This notebook implements two small but real vector databases:


### 1. **Brute-Force Vector Database**
- Stores vectors and metadata 
- Uses cosine similarity to compare query to **each** vector in the database (O(n) time)
- Simple and exact


### 2. **ANN Vector Database (Locality-Sensitive Hashing)**
- Uses random hyperplanes to hash vectors, grouping similar vectors into buckets
- Searches only inside the matching bucket (faster than brute-force)
- Fast but approximate

In [1]:
import numpy as np
from collections import defaultdict

In [2]:
class BruteForceVectorDB:
    def __init__(self):
        self.vectors = []
        self.data = []

    def cos_sim(self, a, b):
        a_norm = np.linalg.norm(a)
        b_norm = np.linalg.norm(b)
        if a_norm == 0 or b_norm == 0:
            return 0
        return np.dot(a, b) / (a_norm * b_norm)

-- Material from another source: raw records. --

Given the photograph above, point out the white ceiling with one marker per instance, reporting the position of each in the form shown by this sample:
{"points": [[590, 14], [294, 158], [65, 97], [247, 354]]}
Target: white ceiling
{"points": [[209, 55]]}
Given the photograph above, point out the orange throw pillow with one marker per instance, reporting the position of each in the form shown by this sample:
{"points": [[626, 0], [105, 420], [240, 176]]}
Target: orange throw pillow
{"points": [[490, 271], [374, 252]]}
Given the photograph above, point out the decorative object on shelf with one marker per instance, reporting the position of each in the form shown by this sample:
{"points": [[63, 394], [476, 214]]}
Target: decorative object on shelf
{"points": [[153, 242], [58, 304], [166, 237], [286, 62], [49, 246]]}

    def add(self, vec, meta):
        self.vectors.append(vec)
        self.data.append(meta)

    def search(self, query_vec, k=5):
        scores = []

        for vec, meta in zip(self.vectors, self.data):
            sim = self.cos_sim(query_vec, vec)
            scores.append((sim, meta))

        scores.sort(key=lambda x: x[0], reverse=True)
        return scores[:k]


In [4]:
bfdb = BruteForceVectorDB()

# Add some example vectors
bfdb.add(np.array([1, 0, 0, 0]), "Dog")
bfdb.add(np.array([0, 1, 0, 0]), "Cat")
bfdb.add(np.array([0, 0.6, 0.4, 0]), "Lion")
bfdb.add(np.array([0, 0, 1, 0]), "Wild")

# Query vector. Maybe something like "Wolf", should return "Dog" as the #1 result
query = np.array([0.6, 0, 0.4, 0])

bfdb.search(query, k=2)

[(np.float64(0.8320502943378436), 'Dog'),
 (np.float64(0.5547001962252291), 'Wild')]